Divorce and Maintenance Myths

Myth

“My child lives with his mother, my ex-partner. I have to pay financial support via the Child Maintenance and Enforcement Commission.”

Fact: Click to view

It is advisable to only use the Child Maintenance and Enforcement Commission if you and your ex-partner cannot agree the level of financial support you should be paying. If you and your ex-partner do agree, there is no requirement, legal or otherwise, for the Child Maintenance and Enforcement Commission to become involved and assess you.
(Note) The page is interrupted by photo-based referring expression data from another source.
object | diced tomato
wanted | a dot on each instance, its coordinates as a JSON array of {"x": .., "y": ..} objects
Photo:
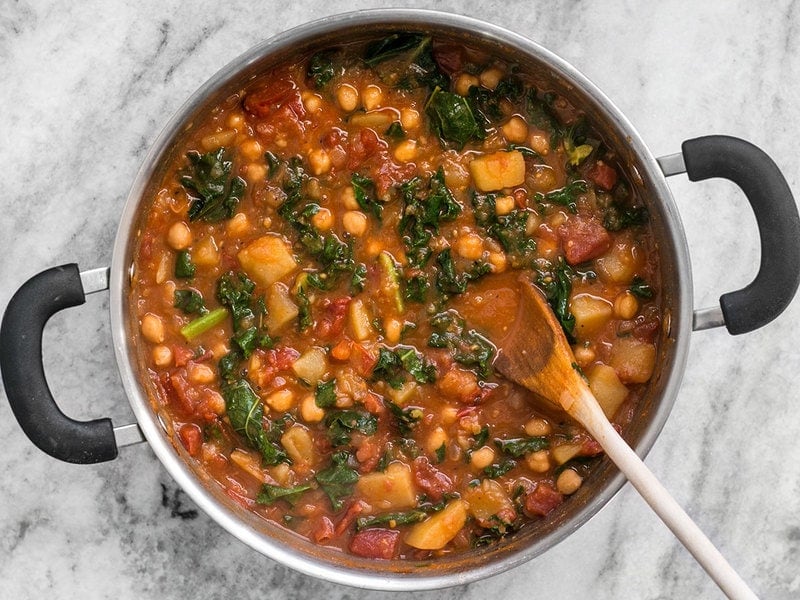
[
  {"x": 322, "y": 530},
  {"x": 363, "y": 145},
  {"x": 375, "y": 543},
  {"x": 191, "y": 437},
  {"x": 330, "y": 324},
  {"x": 433, "y": 482},
  {"x": 389, "y": 174},
  {"x": 584, "y": 239},
  {"x": 542, "y": 499},
  {"x": 602, "y": 175}
]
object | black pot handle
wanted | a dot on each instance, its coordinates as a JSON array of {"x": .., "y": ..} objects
[
  {"x": 23, "y": 372},
  {"x": 778, "y": 223}
]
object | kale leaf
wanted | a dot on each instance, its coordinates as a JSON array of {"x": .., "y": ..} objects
[
  {"x": 520, "y": 446},
  {"x": 338, "y": 480},
  {"x": 467, "y": 346},
  {"x": 451, "y": 118},
  {"x": 246, "y": 415},
  {"x": 270, "y": 494},
  {"x": 217, "y": 193}
]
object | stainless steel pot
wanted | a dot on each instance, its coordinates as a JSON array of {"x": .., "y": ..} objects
[{"x": 740, "y": 311}]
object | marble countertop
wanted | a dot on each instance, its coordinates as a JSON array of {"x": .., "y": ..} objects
[{"x": 86, "y": 88}]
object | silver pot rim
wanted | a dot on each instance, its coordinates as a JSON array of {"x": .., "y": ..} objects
[{"x": 414, "y": 578}]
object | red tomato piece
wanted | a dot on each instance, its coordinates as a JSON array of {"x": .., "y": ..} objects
[
  {"x": 191, "y": 437},
  {"x": 604, "y": 176},
  {"x": 331, "y": 324},
  {"x": 584, "y": 239},
  {"x": 542, "y": 499},
  {"x": 375, "y": 543}
]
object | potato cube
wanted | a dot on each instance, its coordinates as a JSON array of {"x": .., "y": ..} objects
[
  {"x": 607, "y": 388},
  {"x": 359, "y": 320},
  {"x": 499, "y": 170},
  {"x": 434, "y": 532},
  {"x": 267, "y": 259},
  {"x": 489, "y": 502},
  {"x": 311, "y": 366},
  {"x": 281, "y": 309},
  {"x": 633, "y": 360},
  {"x": 591, "y": 313},
  {"x": 392, "y": 489},
  {"x": 299, "y": 445}
]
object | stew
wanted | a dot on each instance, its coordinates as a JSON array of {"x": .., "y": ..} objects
[{"x": 331, "y": 257}]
However, if your ex-partner is in receipt of state benefits, such as Job Seekers Allowance or Income Support, this will trigger an automatic application so that her benefits can be adjusted accordingly.

Myth

“What you pay in maintenance for a child is linked to how often you may see them. That means when no child support paid there is no contact.”

Fact: Click to view

There is no relationship between maintenance and contact. The two issues are not linked in law. That said, if you can afford child support and do not pay it, the court may regard that as evidence of a lack of commitment and take this into consideration if called on to make a Contact Order.

Myth

“Once a child leaves school, a father no longer has to pay child support. ”

Fact: Click to view

An absent father can be required to pay child support during a child’s attendance at university and the gap year they often take before university but each case is looked at separately as there is no automatic right for maintenance to continue once a child leaves school. The court would normally expect an explanation as to why you and your child feel that provision should continue.

Myth

“The court has no involvement in deciding issues to do with child maintenance.”

Fact: Click to view

Whilst this is true in the majority of cases as the Child Maintenance and Enforcement Commission (formerly the CSA) deals with it, the courts do retain jurisdiction to deal with child maintenance. This includes where the child is a step child, where the absent parent lives abroad, where a top-up provision is needed, where school fees are payable, where the child remains in full time education after school, or where the child is undertaking vocational training/apprenticeship and there are expenses to meet.